Hay, por último, un fondo elitista y un sesgo profesional en la demasiada


queja pública. El país catastrófico o simplemente impresentable que retrata
día con día el círculo rojo no coincide con el país del esfuerzo, a veces del
estoicismo, en que viven y trabajan millones de mexicanos, sin tiempo para
quejarse y sin recibir pago por hacerlo, como es el caso de los profesionales
de la opinión pública, cuya credibilidad depende de su tono crítico... y de la
fuerza de su queja.

Me incluyo, desde luego, en lo que digo.

IV. LA QUEJA HISTÓRICA

En épocas de conmemoraciones históricas, como las que nos aquejan, la


queja del presente contamina la visión del pasado.

El pasado aparece también como un escenario catastrófico, indigno de


celebración. Se instala con facilidad la queja retrospectiva. “Nada hemos
hecho bien”, o su hermana gemela, la queja presentista: “Nada tenemos
hoy digno de nuestro pasado”.

La madrastra gruñona de las dos hermanas es la queja apocalíptica:


“Estamos tan mal que habrá otra vez una revolución”.

La queja del presente contamina el pasado mediante un mecanismo típico:


se juzga lo sucedido en siglos por lo sucedido el día de ayer, se juzgan
épocas y logros históricos por las malas noticias del diario de la semana
pasada, el año que termina o el gobierno anterior.
¿Cómo podemos decir que México ha avanzado si los narcos se matan
salvajemente a plena luz del día? ¿Cómo podemos decir que hay algo que
celebrar si la mitad de la población está en la pobreza?

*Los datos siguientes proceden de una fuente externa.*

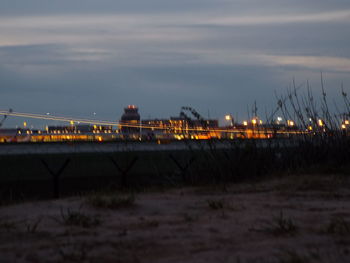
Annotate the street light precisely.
[225,114,233,126]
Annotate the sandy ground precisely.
[0,175,350,263]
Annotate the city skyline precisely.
[0,0,350,127]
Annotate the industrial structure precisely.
[0,105,350,143]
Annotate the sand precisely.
[0,175,350,263]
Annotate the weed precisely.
[58,241,89,262]
[207,199,225,210]
[325,216,350,235]
[277,250,321,263]
[86,194,135,209]
[61,208,101,228]
[252,211,298,236]
[26,217,42,233]
[183,213,199,223]
[0,220,17,231]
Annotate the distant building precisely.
[119,105,140,135]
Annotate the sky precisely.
[0,0,350,127]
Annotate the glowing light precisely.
[287,120,295,127]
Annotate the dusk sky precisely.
[0,0,350,127]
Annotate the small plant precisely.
[207,200,225,210]
[0,220,17,231]
[326,217,350,235]
[61,208,101,228]
[183,213,199,223]
[254,211,298,236]
[58,241,89,262]
[86,194,135,209]
[26,217,42,233]
[277,250,320,263]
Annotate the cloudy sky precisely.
[0,0,350,126]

Los criterios para medir la historia no pueden ser los mismos que aquellos
con los que hacemos la crítica del presente. Es confundir el telescopio con la
lupa de aumento.

En todos los órdenes, México ha pasado por épocas infinitamente peores de


las que vive hoy, empezando por la violencia y la pobreza, para no hablar de
la gobernabilidad, la economía, la salud o la educación.

Se dirá que México no ha logrado ser lo que se propuso desde su fundación:


un país civilizado, próspero y equitativo. Cierto, pero no había sido nunca un
país democrático y ya lo es.

En búsqueda de la civilización, la libertad y la igualdad, que siguen siendo


sus ideales rectores, México no ha sido nunca, ni en sus momentos más
violentos y sombríos, un país capaz de la barbarie desnuda de que han sido
capaces países a los que admiramos.

No ha salido de nuestro país nada parecido a la carnicería napoleónica que


transformó Europa, a la ferocidad tecnológica de las matanzas en las
trincheras de la Primera Guerra Mundial, a los bombardeos de población
civil indefensa en la segunda, al holocausto judío o al lanzamiento
preventivo de bombas atómicas sobre Hiroshima y Nagasaki.

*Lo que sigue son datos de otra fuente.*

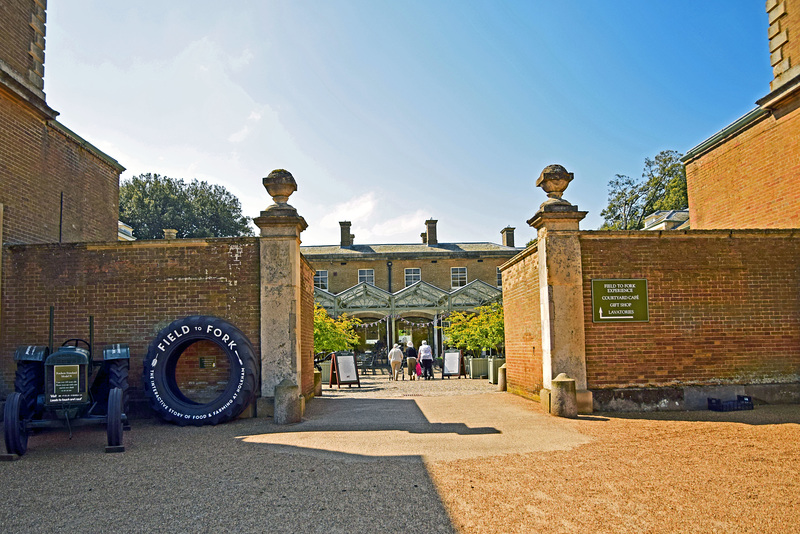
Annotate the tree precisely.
[314,304,361,352]
[600,150,689,230]
[119,173,253,239]
[444,302,505,358]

No hay nada en el presente, tampoco, que se parezca a los peores


momentos históricos de violencia y desgobierno: ni a la guerra de
Independencia, ni a las guerras de Reforma y de intervención del siglo XIX,
ni a la guerra civil o a la guerra Cristera del siglo XX.

Somos un país considerablemente mejor que el que hemos sido, aunque el


país que somos sea tan imperfecto que justifique nuestras quejas.

V. QUEJA Y DEMOCRACIA

Es probable que la intensidad de las quejas públicas sea un indicador de la


intensidad de la vida democrática. En el extremo vicioso de la crítica que es
la queja hay un fondo de salud, incluso de vigor intelectual y político, que no
mejora la calidad de los quejosos pero expresa la energía democrática de la
vida pública.

La dictadura y el autoritarismo temen la crítica, acallan la queja. La


democracia se nutre y se refleja en ellas. La aparente debilidad de los
poderes asaltados por la crítica y abrumados por la queja es la raíz de su
verdadera fortaleza: puede resistir sin derrumbarse la diversidad crítica y la
ubicuidad de la queja.

Garantizar que haya un ambiente de crítica y de queja, es responsabilidad


de la democracia. La calidad de la crítica y de las quejas es responsabilidad
de los ciudadanos y de los medios.

Junto con su extremo vicioso que es la queja, la crítica ha florecido en los


medios de México, y se multiplica geométricamente en internet.

El estado de alerta y la intensidad crítica de los medios mexicanos de hoy


desbordan las más altas expectativas de quienes empezamos a escribir en
la prensa en los años 70.

Una buena antología de autores y columnistas que escriben rutinariamente


en los periódicos, hablan en la radio, discuten en la televisión o se expanden
en blogs y publicaciones en línea, basta hoy para tener una visión crítica,
rica, precisa, refinada e informada de la vida pública de México y,
parcialmente, del mundo —gran asignatura pendiente.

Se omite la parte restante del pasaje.